Class MSBRadixSorter

  • Direct Known Subclasses:
    StableMSBRadixSorter, StringSorter.MSBStringRadixSorter

    public abstract class MSBRadixSorter
    extends Sorter
    Radix sorter for variable-length strings. This class sorts based on the most significant byte first and falls back to IntroSorter when the size of the buckets to sort becomes small.

    This algorithm is NOT stable. Worst-case memory usage is about 2.3 KB.

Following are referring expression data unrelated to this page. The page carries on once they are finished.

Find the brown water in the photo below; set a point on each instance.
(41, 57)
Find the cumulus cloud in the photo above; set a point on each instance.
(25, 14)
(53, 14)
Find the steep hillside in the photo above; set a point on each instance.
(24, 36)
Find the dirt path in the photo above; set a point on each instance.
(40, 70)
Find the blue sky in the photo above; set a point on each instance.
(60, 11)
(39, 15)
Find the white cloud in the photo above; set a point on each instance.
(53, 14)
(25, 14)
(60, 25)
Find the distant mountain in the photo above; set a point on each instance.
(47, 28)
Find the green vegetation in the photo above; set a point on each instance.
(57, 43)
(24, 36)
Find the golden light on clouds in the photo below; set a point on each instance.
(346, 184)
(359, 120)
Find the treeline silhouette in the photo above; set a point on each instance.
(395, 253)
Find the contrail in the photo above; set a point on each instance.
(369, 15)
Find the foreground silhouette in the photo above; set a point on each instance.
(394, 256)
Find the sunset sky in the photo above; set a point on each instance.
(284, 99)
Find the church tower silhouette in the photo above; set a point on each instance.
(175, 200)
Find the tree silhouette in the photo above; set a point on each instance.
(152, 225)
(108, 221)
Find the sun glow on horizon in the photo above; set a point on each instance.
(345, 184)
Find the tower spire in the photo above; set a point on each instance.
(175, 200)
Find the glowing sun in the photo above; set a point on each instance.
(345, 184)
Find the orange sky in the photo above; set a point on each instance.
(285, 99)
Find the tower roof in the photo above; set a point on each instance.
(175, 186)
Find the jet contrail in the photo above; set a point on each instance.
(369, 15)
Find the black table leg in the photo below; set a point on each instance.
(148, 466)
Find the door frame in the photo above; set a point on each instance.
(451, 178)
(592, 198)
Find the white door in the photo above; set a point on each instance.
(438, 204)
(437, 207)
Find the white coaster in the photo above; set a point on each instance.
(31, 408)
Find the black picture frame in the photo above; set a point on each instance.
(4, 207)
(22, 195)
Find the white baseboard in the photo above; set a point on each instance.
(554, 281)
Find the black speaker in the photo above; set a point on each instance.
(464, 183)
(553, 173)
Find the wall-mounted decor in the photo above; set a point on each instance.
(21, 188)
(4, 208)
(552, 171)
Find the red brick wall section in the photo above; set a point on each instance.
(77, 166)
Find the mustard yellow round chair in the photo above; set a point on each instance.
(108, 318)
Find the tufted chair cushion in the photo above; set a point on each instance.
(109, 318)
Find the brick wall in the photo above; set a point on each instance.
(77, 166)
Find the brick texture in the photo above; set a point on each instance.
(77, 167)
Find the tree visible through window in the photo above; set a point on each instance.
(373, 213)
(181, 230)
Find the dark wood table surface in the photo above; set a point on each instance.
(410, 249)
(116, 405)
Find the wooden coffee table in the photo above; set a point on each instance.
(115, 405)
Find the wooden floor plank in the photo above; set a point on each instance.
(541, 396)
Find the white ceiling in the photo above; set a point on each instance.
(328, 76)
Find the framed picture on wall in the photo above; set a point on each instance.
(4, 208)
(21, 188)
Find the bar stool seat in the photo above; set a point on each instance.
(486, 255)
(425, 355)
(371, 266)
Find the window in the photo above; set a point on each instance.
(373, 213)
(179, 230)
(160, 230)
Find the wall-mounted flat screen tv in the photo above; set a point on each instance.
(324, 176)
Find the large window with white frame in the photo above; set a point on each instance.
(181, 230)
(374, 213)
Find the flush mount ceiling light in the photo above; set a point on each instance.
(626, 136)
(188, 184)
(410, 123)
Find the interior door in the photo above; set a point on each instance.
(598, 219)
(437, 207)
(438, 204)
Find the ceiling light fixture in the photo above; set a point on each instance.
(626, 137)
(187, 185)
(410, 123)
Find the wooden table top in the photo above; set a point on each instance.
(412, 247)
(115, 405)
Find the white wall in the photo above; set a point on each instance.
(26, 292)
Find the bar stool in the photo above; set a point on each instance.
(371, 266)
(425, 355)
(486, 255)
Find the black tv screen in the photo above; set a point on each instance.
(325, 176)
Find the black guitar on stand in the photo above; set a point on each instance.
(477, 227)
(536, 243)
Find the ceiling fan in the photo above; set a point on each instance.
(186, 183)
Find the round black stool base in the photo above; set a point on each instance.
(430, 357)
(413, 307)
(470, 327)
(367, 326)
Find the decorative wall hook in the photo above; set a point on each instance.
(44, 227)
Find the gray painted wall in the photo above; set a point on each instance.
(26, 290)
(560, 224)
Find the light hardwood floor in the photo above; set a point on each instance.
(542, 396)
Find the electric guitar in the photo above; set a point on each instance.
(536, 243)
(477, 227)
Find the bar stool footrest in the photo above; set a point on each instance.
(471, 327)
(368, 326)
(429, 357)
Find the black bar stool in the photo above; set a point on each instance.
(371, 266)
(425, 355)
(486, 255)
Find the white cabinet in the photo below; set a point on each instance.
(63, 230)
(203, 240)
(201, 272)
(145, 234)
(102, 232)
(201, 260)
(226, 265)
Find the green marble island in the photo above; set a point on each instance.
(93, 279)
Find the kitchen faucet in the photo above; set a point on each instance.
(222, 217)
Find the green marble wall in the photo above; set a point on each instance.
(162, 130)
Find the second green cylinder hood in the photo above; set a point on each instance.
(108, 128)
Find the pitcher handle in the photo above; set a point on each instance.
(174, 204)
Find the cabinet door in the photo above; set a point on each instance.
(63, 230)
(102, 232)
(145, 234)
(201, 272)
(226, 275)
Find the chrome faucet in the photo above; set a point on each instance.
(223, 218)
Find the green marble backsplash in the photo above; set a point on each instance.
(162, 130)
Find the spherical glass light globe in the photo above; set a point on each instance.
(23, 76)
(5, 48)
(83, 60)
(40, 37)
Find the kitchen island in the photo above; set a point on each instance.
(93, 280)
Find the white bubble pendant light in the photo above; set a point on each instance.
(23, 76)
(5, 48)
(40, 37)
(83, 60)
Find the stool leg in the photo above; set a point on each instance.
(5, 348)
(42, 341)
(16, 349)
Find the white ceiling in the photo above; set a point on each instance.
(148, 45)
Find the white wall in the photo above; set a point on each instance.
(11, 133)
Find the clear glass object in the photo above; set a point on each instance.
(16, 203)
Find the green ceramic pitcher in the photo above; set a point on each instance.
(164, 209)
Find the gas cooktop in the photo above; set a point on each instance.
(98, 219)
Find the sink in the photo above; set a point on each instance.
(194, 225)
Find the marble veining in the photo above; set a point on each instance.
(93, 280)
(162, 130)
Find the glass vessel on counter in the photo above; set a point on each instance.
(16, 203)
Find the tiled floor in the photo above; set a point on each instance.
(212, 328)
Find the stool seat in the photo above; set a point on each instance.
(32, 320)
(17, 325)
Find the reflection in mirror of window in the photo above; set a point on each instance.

    NOTE: This API is for internal purposes only and might change in incompatible ways in the next release.
    • Constructor Summary

      Constructors 
      Modifier Constructor Description
      protected MSBRadixSorter​(int maxLength)
      Sole constructor.
    • Method Summary

      All Methods Instance Methods Abstract Methods Concrete Methods 
      Modifier and Type Method Description
      protected void buildHistogram​(int prefixCommonBucket, int prefixCommonLen, int from, int to, int k, int[] histogram)
      Build an histogram of the k-th characters of values occurring between offsets from and to, using getBucket(int, int).
      protected abstract int byteAt​(int i, int k)
      Return the k-th byte of the entry at index i, or -1 if its length is less than or equal to k.
      protected int compare​(int i, int j)
      Compare entries found in slots i and j.
      protected int getBucket​(int i, int k)
      Return a number for the k-th character between 0 and HISTOGRAM_SIZE.
      protected Sorter getFallbackSorter​(int k)
      Get a fall-back sorter which may assume that the first k bytes of all compared strings are equal.
      protected void reorder​(int from, int to, int[] startOffsets, int[] endOffsets, int k)
      Reorder based on start/end offsets for each bucket.
      protected boolean shouldFallback​(int from, int to, int l)  
      void sort​(int from, int to)
      Sort the slice which starts at from (inclusive) and ends at to (exclusive).
      protected void sort​(int from, int to, int k, int l)  
    • Constructor Detail

      • MSBRadixSorter

        protected MSBRadixSorter​(int maxLength)
        Sole constructor.
        Parameters:
        maxLength - the maximum length of keys, pass Integer.MAX_VALUE if unknown.
    • Method Detail

      • byteAt

        protected abstract int byteAt​(int i,
                                      int k)
        Return the k-th byte of the entry at index i, or -1 if its length is less than or equal to k. This may only be called with a value of i between 0 included and maxLength excluded.
      • getFallbackSorter

        protected Sorter getFallbackSorter​(int k)
        Get a fall-back sorter which may assume that the first k bytes of all compared strings are equal.
      • sort

        public void sort​(int from,
                         int to)
        Description copied from class: Sorter
        Sort the slice which starts at from (inclusive) and ends at to (exclusive).
        Specified by:
        sort in class Sorter
      • sort

        protected void sort​(int from,
                            int to,
                            int k,
                            int l)
      • shouldFallback

        protected boolean shouldFallback​(int from,
                                         int to,
                                         int l)
      • getBucket

        protected int getBucket​(int i,
                                int k)
        Return a number for the k-th character between 0 and HISTOGRAM_SIZE.
      • buildHistogram

        protected void buildHistogram​(int prefixCommonBucket,
                                      int prefixCommonLen,
                                      int from,
                                      int to,
                                      int k,
                                      int[] histogram)
        Build an histogram of the k-th characters of values occurring between offsets from and to, using getBucket(int, int).
      • reorder

        protected void reorder​(int from,
                               int to,
                               int[] startOffsets,
                               int[] endOffsets,
                               int k)
        Reorder based on start/end offsets for each bucket. When this method returns, startOffsets and endOffsets are equal.
        Parameters:
        startOffsets - start offsets per bucket
        endOffsets - end offsets per bucket